Catholic & Single Finding a good man (from God's point of view)

Some time ago I wrote about a good wife from God’s point of view. Since then, many have written to me requesting that I write about a good husband from God’s point of view. I put it off because unlike the Scripture passages that specifically say “A good wife....,” there are no passages that specifically say “A good husband...”

Interesting. Does this mean that God is not as concerned about what a good husband should be, only what a good wife should be?

This week, a man wrote to me in response to an article I wrote concerning women who are tempted to call a man after the first date. He said “I believe it is my role to pursue, but women still tell me they are too busy or not interested.” His concern is being rejected.

There lies part of the answer of what a good man should be, and what makes for a good husband. I explained to him that the life of a man is to pursue and to be rejected. This obviously applies to dating in that men have to ask women out, and they will likely undergo a fair amount of rejection before meeting a woman who is open to his further pursuit.

But it also applies to marriage. Pursuit and rejection do not end once you are married. A man must continue to pursue his wife. A man is always at work to make the one he loves feel special, loved, treasured, in short; make her feel happy. Her joy, in turn, is to be all the things God points out through the Scriptures about what a good wife should be.

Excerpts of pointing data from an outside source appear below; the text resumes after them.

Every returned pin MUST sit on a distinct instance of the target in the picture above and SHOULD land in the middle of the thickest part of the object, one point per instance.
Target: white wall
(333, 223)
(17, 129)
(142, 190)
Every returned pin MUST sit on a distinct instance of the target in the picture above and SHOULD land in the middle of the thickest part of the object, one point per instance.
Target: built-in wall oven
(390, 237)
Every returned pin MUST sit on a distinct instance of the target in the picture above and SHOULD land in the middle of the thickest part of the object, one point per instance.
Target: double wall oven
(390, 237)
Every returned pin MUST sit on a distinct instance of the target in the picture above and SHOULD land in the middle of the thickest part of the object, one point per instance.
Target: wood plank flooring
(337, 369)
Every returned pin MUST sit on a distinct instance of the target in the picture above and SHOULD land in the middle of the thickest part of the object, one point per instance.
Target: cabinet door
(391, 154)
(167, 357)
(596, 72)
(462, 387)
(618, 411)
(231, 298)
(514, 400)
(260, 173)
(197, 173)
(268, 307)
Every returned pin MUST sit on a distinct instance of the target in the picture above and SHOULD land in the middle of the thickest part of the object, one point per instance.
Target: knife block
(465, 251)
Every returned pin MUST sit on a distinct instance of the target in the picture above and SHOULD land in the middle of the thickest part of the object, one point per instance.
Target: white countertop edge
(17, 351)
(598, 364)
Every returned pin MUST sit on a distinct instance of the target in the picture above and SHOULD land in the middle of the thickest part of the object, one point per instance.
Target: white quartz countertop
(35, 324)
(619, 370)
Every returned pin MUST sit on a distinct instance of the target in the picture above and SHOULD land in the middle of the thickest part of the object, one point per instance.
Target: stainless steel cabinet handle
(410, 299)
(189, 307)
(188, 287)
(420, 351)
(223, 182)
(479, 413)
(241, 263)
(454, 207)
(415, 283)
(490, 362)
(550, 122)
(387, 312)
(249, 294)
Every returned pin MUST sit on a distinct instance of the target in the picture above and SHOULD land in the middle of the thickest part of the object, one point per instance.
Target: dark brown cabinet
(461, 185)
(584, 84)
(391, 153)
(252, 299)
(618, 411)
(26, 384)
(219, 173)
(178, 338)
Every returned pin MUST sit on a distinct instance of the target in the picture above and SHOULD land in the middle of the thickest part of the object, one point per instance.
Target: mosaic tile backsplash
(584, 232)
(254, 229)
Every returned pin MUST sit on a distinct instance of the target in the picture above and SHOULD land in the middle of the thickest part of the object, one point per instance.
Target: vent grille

No one likes to be rejected, but men have to learn how to accept rejection. It is part of the job description. If men are going to date or be a husband some day, then they have to subject themselves to rejection and take being rejected well.

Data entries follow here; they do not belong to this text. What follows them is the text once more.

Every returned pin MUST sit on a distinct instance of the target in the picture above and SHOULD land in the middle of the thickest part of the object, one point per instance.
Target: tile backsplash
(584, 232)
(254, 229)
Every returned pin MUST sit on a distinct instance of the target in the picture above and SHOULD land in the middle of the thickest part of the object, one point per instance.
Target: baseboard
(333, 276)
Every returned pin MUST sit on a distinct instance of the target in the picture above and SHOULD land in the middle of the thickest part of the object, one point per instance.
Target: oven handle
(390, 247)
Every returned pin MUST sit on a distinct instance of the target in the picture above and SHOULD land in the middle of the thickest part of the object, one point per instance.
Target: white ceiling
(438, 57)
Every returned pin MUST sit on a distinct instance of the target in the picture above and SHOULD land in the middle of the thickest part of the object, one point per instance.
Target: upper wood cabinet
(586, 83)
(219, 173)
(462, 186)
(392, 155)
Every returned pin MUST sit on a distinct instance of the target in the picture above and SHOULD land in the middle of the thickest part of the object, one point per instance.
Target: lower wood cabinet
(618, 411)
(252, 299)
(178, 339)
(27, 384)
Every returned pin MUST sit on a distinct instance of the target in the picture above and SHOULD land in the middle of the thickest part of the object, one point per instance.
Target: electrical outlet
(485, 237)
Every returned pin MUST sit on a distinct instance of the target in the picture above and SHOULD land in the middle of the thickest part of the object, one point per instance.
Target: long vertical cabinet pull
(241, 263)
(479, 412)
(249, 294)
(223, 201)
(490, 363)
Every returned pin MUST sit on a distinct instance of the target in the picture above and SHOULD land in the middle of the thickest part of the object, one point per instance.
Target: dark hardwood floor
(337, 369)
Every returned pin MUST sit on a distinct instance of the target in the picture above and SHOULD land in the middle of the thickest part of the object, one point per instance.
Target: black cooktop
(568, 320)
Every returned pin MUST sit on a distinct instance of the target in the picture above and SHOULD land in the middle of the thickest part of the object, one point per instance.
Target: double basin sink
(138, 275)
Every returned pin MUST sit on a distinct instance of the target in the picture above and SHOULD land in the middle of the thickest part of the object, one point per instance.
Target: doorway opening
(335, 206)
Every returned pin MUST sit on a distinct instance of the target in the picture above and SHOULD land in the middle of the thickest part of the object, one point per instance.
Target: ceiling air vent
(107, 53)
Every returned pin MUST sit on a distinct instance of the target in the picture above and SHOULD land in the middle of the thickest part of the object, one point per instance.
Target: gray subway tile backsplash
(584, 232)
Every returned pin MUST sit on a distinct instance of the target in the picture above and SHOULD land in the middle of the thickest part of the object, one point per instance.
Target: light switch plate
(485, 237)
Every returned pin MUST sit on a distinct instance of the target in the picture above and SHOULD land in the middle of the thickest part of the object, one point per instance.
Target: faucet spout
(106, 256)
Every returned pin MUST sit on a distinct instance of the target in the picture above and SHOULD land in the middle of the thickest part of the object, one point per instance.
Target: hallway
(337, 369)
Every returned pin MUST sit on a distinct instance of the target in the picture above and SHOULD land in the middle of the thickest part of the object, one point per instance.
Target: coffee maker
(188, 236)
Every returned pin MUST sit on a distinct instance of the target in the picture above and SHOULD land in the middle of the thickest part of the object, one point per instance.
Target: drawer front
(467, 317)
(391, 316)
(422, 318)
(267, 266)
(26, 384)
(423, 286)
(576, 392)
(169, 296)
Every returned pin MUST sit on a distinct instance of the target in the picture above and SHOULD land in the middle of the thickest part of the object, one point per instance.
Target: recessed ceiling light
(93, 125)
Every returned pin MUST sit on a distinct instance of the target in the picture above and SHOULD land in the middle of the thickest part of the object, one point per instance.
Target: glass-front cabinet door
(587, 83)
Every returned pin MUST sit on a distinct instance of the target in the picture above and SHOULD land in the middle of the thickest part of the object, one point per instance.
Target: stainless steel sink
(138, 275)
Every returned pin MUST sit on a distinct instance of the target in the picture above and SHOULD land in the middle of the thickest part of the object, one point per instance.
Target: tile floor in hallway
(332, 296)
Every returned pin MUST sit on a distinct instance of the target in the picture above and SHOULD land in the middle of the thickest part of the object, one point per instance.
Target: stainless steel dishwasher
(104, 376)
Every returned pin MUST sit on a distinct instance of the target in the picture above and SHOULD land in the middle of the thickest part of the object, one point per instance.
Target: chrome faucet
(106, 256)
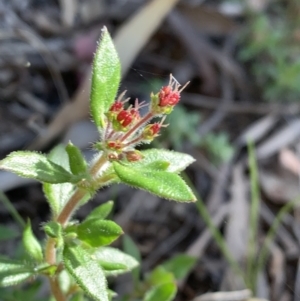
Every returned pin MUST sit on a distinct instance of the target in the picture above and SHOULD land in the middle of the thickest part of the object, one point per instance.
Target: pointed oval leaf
(31, 244)
(36, 166)
(77, 162)
(58, 194)
(164, 184)
(176, 161)
(86, 272)
(110, 258)
(102, 211)
(163, 292)
(14, 272)
(105, 79)
(98, 233)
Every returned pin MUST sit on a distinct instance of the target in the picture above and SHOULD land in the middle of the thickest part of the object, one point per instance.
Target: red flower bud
(152, 130)
(125, 118)
(168, 97)
(115, 145)
(116, 106)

As the man pursues the one he loves, he might be rejected, even in marriage. There are many reasons why a woman might not be open to her husband. Perhaps he did something stupid (I know, hard to believe, right?) and she has distanced herself. Or perhaps she is going through something emotionally that causes her to be not the most attractive person at that moment. The man’s role is to rise above his feelings and do whatever he can to reinstate her.

This is very biblical. St. Paul, the book of Song of Songs, and God’s love for Israel as compared to a bride and bridegroom. We see God and the person of Jesus associated as the male role in a love relationship and in marriage.

St. Paul provides the call of a husband to love his wife as Christ loves the Church. The Song of Songs is the presentation of the courtship of God and His people Israel, with God (the bridegroom) pursuing the Church (the bride), and is the symbol of the union of Christ and His Church. And there are many passages (found in Isaiah, Jeremiah and Ezekiel) of God living out his unbreakable covenant of love with Israel, even when she is unworthy and unlovable.

God pursues, both during courtship as well as during the marriage. He is always pursuing, even when his bride is unfaithful. God shows that a man in love is never stationary, and his pursuit never comes to an end. He is always on the move, because love inspires him to act on behalf of his beloved.

He also shows us that a good man/husband has a sense of dedication, devotion, and service; making the life of his wife and family a priority over his own:

Ephesians 5:25-27: Husbands, love your wives, even as Christ loved the church and handed himself over for her to sanctify her, cleansing her by the bath of water with the word, that he might present to himself the church in splendor, without spot or wrinkle or any such thing, that she might be holy and without blemish.